Personnalité, fonction : BERTINOTTI Dominique.

FRANCE. Ministre de la famille

Circonstances : Forum démographique à Berlin le 10 janvier 2013

ti :

1. J’introduirai mon propos par quelques rappels sur la situation démographique de la France

* La France compte aujourd’hui plus de 65 millions d’habitants. Elle en comptait 41 millions en 1900, autant en 1950 et 53 millions en 1970.
* L’indice de fécondité est resté soutenu depuis le lendemain de la seconde guerre mondiale. Il s’élevait à 2.9 en 1950, 2.5 en 1970, et il est aujourd’hui encore supérieur à deux.

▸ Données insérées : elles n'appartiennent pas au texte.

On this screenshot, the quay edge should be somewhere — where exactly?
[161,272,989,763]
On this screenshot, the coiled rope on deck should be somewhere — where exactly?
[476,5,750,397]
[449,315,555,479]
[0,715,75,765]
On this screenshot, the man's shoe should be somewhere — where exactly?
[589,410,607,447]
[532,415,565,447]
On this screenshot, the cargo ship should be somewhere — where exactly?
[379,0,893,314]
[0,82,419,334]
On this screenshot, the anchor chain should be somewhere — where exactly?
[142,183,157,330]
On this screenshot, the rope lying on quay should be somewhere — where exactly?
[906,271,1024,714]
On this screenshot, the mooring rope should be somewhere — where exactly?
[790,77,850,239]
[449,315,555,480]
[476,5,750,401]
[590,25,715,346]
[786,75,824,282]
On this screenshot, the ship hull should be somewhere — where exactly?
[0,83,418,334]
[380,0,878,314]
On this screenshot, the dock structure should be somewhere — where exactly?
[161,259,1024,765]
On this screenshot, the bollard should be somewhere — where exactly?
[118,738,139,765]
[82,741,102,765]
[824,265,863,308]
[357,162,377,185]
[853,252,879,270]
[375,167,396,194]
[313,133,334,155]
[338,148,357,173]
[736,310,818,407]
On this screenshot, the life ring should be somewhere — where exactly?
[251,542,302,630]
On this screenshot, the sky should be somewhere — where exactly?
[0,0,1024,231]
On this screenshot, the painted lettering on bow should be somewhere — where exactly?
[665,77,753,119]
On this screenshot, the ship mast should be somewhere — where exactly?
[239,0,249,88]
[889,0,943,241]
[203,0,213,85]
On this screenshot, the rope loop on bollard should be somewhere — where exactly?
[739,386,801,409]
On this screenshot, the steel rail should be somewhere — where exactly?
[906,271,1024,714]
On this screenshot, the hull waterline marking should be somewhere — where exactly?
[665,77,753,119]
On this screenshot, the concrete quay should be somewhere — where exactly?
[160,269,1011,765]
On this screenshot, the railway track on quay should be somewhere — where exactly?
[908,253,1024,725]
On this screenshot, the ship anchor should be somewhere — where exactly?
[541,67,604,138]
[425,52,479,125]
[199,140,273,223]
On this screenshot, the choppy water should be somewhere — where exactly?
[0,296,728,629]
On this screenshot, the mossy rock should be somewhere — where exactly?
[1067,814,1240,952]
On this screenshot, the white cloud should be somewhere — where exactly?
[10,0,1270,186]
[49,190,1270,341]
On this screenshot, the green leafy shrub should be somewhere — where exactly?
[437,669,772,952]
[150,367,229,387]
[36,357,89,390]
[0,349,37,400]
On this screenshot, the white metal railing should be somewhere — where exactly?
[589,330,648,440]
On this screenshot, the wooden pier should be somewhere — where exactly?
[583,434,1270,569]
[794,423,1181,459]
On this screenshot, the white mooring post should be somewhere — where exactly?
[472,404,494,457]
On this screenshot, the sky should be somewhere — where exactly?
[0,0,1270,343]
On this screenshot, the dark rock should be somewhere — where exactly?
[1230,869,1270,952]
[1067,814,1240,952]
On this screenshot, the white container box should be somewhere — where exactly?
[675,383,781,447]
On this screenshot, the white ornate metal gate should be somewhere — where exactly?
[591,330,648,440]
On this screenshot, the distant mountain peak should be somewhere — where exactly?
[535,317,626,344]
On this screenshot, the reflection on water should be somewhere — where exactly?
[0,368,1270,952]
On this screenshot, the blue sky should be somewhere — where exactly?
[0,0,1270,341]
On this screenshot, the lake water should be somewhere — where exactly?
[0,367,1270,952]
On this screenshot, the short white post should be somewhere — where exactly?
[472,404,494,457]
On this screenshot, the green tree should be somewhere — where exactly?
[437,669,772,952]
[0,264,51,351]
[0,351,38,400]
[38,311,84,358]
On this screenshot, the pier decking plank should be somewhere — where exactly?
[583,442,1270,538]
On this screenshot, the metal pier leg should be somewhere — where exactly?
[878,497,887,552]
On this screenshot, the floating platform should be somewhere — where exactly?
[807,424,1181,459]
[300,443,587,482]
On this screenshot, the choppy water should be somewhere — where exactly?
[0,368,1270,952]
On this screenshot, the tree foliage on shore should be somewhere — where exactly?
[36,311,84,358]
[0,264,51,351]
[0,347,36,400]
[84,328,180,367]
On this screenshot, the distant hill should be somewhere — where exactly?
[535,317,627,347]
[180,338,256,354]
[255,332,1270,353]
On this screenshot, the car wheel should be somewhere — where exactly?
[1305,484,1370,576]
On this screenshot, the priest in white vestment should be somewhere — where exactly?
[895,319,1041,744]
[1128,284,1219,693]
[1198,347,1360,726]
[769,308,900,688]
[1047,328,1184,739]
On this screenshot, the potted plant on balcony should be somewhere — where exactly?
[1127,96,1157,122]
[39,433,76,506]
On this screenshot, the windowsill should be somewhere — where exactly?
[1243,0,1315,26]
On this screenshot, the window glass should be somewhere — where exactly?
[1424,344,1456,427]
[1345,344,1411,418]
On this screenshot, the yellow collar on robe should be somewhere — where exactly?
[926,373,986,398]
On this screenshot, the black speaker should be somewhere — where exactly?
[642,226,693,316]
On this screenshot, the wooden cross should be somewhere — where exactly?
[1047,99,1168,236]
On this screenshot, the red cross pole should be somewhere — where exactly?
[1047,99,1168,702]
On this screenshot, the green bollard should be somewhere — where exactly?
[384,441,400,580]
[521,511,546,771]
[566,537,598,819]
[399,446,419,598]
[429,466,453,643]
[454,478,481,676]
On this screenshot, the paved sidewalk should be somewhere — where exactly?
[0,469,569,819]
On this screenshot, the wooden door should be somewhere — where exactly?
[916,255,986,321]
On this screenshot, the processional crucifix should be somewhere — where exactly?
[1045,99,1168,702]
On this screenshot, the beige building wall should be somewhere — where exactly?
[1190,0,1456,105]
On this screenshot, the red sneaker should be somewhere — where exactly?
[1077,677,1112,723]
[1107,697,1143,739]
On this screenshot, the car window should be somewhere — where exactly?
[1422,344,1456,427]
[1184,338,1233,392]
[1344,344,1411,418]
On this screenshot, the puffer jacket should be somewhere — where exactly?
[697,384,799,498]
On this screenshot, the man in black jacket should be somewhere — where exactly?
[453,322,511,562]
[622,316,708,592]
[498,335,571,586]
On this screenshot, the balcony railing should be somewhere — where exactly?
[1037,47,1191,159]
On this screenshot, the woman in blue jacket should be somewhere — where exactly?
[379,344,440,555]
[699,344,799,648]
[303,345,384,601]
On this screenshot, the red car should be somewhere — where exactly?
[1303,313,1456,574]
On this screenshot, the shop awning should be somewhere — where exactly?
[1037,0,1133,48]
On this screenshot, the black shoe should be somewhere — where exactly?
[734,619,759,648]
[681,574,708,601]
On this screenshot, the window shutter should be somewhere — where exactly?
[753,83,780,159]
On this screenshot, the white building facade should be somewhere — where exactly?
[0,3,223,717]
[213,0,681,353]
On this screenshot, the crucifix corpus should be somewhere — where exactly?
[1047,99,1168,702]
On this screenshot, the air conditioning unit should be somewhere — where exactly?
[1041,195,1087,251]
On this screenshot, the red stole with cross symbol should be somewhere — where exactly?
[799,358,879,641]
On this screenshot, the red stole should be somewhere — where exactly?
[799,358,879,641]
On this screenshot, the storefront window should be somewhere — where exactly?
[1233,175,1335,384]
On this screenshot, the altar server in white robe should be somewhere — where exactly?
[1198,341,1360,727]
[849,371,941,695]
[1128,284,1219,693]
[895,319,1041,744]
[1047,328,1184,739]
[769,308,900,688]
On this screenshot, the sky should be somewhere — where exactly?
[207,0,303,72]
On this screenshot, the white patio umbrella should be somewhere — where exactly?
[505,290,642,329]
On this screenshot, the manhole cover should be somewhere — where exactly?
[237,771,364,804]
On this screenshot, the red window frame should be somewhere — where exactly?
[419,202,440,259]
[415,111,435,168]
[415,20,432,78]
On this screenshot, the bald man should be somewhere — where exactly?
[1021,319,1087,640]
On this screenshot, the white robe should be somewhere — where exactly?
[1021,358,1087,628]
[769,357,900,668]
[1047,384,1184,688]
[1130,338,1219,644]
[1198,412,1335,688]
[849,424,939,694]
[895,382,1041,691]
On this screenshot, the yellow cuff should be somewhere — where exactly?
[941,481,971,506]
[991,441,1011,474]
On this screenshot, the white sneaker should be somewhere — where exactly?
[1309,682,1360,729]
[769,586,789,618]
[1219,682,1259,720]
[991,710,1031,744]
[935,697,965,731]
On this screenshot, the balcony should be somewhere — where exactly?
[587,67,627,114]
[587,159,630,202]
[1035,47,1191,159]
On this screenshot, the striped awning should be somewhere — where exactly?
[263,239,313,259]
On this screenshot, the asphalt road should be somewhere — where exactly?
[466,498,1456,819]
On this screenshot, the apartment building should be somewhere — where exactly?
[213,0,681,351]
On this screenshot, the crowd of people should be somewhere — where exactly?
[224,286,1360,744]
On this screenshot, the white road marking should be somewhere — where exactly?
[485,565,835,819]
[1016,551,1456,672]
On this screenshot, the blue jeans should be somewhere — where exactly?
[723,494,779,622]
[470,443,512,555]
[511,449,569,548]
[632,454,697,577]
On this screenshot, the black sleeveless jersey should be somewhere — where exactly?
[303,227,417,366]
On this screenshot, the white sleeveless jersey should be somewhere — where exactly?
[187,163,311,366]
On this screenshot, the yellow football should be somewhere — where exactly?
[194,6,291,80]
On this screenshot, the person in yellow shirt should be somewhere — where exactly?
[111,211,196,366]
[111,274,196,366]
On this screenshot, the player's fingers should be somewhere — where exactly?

Notons que malgré la crise économique, les naissances restent nombreuses, et ont même atteint leur plus haut niveau en 2008 depuis 30 ans, avec 796 000 naissances. La France contribue d’ailleurs aujourd’hui à elle seule à plus de la moitié de l’accroissement naturel des 27 pays de l’Union européenne.

C’est ainsi que la politique familiale française s’adresse aujourd’hui à 9 millions de familles avec enfants (de moins de 25 ans). Elle est une composante essentielle de notre pacte social : elle contribue en effet à maintenir à la fois le dynamisme démographique du pays et un fort taux d’activité des femmes, qui dépasse les 67 %.

En somme :

* La politique familiale française est le fruit d’un compromis entre une logique universelle (tous les parents sont éligibles à certaines aides quel que soit le niveau de leur revenu) et une logique redistributive (de nombreuses prestations sont aujourd’hui sous conditions de ressources). La France se distingue ainsi par l’ampleur de son investissement dans la politique familiale. Avec près de 4 % du PIB qui y sont affectés et 60 milliards d’euros de prestations, elle se situe dans le peloton de tête des pays de l’OCDE.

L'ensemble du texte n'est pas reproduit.